Die »Stolperschwelle« (Biallas über seine »Anweisung"), die Nagel nun in den Weg gelegt wird, kann mithin kaum, auch wenn Biallas dies meint, allein der ökonomischen Reglementierung dienen; denn sechs Jahre lang schon schleppt Nagel Defizite durch die Saisons.

Das »ewige Loch« erklärt sich Nagel durch das zu hoch angesetzte Einspielsoll. Biallas freilich stößt sich weniger am Billett-Defizit als am Überziehen der jeweils festgelegten Etat-Posten -- auch an anderen Theatern Praxis.

So habe Nagel etwa, rechnet Biallas vor, den Etat-Plan für Regisseure und Bühnenbildner um 15 bis 20 Prozent überzogen, den für Reisekosten und Postgebühren um 20 bis 30 Prozent; prominente Regisseure fordern heute 25 000 Mark für eine Inszenierung, Peter Zadek gar um die 50 000.

Zadek, immerhin, arbeitet bis zu mehreren Monaten an einer Regie -- was dem Theater nochmals teuer zu stehen kommt: Für die Proben heischte cr eine Halle auf einem Filmgelände, die täglich 100 Mark Miete kostet; die Gast-Schauspieler, die er gerne mitbringt, müssen auch bezahlt werden.
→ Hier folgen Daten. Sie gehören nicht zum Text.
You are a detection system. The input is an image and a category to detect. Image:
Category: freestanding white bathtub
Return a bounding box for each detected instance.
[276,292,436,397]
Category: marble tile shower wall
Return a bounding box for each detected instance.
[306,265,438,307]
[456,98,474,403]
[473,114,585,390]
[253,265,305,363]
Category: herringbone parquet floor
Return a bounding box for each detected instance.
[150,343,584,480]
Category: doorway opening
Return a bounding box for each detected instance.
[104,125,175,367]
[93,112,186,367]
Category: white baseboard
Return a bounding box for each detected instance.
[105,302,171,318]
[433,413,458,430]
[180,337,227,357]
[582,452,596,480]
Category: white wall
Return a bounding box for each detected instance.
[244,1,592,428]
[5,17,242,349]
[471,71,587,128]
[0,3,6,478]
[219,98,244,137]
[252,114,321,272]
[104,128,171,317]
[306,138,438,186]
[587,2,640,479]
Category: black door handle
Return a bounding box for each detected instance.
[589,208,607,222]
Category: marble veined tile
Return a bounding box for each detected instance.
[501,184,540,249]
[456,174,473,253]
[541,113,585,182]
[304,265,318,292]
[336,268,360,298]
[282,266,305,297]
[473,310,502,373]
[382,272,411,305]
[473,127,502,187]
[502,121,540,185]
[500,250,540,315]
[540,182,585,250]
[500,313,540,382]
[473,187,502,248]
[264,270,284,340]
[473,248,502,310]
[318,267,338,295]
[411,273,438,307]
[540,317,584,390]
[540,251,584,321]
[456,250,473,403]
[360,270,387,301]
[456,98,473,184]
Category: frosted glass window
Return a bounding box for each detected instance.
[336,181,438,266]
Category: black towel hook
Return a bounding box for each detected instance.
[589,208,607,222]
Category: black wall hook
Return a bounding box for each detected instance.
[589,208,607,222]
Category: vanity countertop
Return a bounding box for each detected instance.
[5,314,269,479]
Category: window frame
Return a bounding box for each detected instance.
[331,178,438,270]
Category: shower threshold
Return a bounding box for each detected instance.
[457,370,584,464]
Die Ausstattung (Bühnenbild, Kostüme für Zadeks nächste Inszenierung, Shakespeares »Wintermärchen«, kalkuliert Mathematik-Professor Biallas auf 100 000 Mark, reine Materialkosten: eine nicht mehr unübliche Summe im Zeitalter der Neuen Prächtigkeit. Nur: 100 000 Mark sind knapp ein Drittel des Geldes, das Nagel für die gesamte Ausstattung einer Saison zur Verfügung hat.
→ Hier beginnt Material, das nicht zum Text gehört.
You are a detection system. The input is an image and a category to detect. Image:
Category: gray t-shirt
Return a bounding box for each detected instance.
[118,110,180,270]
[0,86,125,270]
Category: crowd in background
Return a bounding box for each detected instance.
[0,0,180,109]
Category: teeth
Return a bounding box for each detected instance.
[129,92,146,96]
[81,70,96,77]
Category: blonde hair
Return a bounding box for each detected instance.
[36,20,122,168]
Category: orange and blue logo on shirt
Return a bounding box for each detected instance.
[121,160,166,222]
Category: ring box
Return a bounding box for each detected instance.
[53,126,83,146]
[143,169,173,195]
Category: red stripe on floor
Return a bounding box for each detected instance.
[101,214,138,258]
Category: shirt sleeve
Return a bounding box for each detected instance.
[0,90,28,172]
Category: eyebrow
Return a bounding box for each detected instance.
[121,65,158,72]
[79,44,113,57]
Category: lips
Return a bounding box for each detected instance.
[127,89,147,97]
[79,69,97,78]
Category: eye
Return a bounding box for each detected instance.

Die nächste Spielzeit, sagt Nagel, sollte eigentlich eine »sehr festliche« werden. Er wälzt große Projekte, das ehrgeizigste davon: Das »Theater der Nationen«, das internationale Bühnen-Festival, sollte erstmals in Deutschland, in Hamburg stattfinden. Der Bund hat schon 850 000 Mark Zuschuß garantiert, Hamburg hält mit der gleichen Summe noch hinterm Deich.

In den letzten Tagen waren die Fronten zwischen Nagel und Biallas absolut verhärtet. Der Intendant will lieber gehen, als sich die Kompetenzen beschneiden zu lassen. Und Biallas hält an seiner »Stolperschwelle« fest: »Die werde ich einbauen, und wenn Nagel das nicht will, dann geht er.«

Die Verhandlung um die Einstweilige Verfügung, auf letzten Mittwoch festgesetzt, mußte allerdings verschoben werden: Der Gerichtsbote hatte den Kultursenator Biallas nicht ausfindig machen können.